Truth be told, MAN FROM U.N.C.L.E.’s plot doesn’t exactly sound revolutionary or particularly special. You’ve seen this story play out many times before whether it’s with Ethan Hunt in MISSION: IMPOSSIBLE or any one of James Bond’s adventures. I’m not going to lie and say that there are big twists afoot, because there aren’t. This is a standard spy story. You can predict where everything will go and how most of the film will play out. That really doesn’t matter, because U.N.C.L.E. executes its fairly standard script with a big sense of humor and (mostly) impeccable style. This film looks fantastic. The locations are beautiful. The costumes are gorgeous. There is a definite period-piece sensibility that hearkens back to the original Bond movies of old. While too much style (involving split screens) does slightly ruin a potentially cool sequence in the latter half of the film, U.N.C.L.E. is a great-looking movie and almost won me over on that part of its execution alone. However, the sense of humor also is great. There are many very funny scenes throughout the film and it never seems to be taking itself too seriously. One sequence in particular (you’ll know it when you see it) milks a joke for longer than you’d believe possible and manages to remain funny for that entire scene.
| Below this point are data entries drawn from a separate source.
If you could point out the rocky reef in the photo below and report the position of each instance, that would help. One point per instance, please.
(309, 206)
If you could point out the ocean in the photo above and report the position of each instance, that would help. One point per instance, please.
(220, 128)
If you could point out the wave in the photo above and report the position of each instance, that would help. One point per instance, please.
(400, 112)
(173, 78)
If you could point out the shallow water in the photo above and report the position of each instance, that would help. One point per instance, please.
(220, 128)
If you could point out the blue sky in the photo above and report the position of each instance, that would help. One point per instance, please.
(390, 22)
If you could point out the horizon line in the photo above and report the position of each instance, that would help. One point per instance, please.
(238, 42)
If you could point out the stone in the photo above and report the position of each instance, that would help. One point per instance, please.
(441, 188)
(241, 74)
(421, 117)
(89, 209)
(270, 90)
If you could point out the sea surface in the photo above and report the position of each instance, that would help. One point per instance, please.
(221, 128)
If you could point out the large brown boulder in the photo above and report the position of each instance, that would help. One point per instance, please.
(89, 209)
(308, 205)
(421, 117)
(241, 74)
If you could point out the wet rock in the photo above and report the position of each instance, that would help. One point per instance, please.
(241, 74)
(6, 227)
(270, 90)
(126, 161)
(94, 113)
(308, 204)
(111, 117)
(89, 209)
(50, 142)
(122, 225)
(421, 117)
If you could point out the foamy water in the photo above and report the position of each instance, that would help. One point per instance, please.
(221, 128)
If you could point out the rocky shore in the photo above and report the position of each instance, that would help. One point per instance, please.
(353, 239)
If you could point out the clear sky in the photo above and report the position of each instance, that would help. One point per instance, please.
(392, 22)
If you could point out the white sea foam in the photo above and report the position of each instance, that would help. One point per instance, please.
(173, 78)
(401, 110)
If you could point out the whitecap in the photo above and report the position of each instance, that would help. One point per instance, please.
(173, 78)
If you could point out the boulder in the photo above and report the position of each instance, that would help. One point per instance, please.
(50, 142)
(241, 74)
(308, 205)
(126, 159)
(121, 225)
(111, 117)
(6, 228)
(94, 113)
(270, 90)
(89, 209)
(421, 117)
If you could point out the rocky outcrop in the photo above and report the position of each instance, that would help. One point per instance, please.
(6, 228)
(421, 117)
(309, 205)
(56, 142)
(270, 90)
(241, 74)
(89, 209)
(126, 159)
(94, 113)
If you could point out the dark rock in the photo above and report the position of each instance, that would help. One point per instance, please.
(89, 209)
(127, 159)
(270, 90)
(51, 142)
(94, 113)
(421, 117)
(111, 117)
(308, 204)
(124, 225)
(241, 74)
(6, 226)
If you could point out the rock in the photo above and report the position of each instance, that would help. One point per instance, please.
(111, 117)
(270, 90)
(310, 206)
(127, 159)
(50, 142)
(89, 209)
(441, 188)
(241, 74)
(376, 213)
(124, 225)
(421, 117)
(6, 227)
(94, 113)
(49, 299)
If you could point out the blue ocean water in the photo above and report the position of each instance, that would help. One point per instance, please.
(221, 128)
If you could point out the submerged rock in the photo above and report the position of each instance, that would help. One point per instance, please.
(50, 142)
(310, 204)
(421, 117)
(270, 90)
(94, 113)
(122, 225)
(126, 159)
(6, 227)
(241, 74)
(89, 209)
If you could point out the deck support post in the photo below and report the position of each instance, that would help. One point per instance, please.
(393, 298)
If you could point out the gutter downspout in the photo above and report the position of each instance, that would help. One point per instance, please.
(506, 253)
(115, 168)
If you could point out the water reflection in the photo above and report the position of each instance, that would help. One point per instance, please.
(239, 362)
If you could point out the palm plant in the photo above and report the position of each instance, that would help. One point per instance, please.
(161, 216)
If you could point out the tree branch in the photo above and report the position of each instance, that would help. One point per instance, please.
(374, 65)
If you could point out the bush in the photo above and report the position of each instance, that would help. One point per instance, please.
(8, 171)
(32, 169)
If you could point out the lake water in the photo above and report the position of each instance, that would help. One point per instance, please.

Henry Cavill and Armie Hammer might initially seem like an odd pair of spies, but they play off of each other very well. I appreciated that both of their characters had unique quirks (which make for plenty of comedic moments), but also had personalities behind them too. An introduction between the two of them weaves some of the best exposition into a casual conversation that I’ve seen in quite a while. Alicia Vikander (who was dull in SEVENTH SON and fantastic in EX MACHINA) disappears into the role of Gaby, who serves as the level-headed member of the group…even if she’s also the bait/damsel-in-distress. Jared Harris and Hugh Grant make brief, but notable, appearances. The real scene-stealer comes in Elizabeth Debicki’s villainess. She’s just as cruel as she is beautiful and I wish more screen time had been spent with her…as opposed to her many underlings.
THE MAN FROM U.N.C.L.E. is a genuine surprise of the summer for me. This film turns a rather unremarkable spy plot into something remarkable and entertaining thanks to sheer style, lots of well-executed comedy, and solid chemistry between the leads. Glamour and humor make a rather mediocre-sounding spy movie into something that’s worth watching. MAN FROM U.N.C.L.E. is far from the best spy movie you’ll see this year (ROGUE NATION, KINGSMAN, and SPY are all superior), but it’s an entertaining blast from start to finish!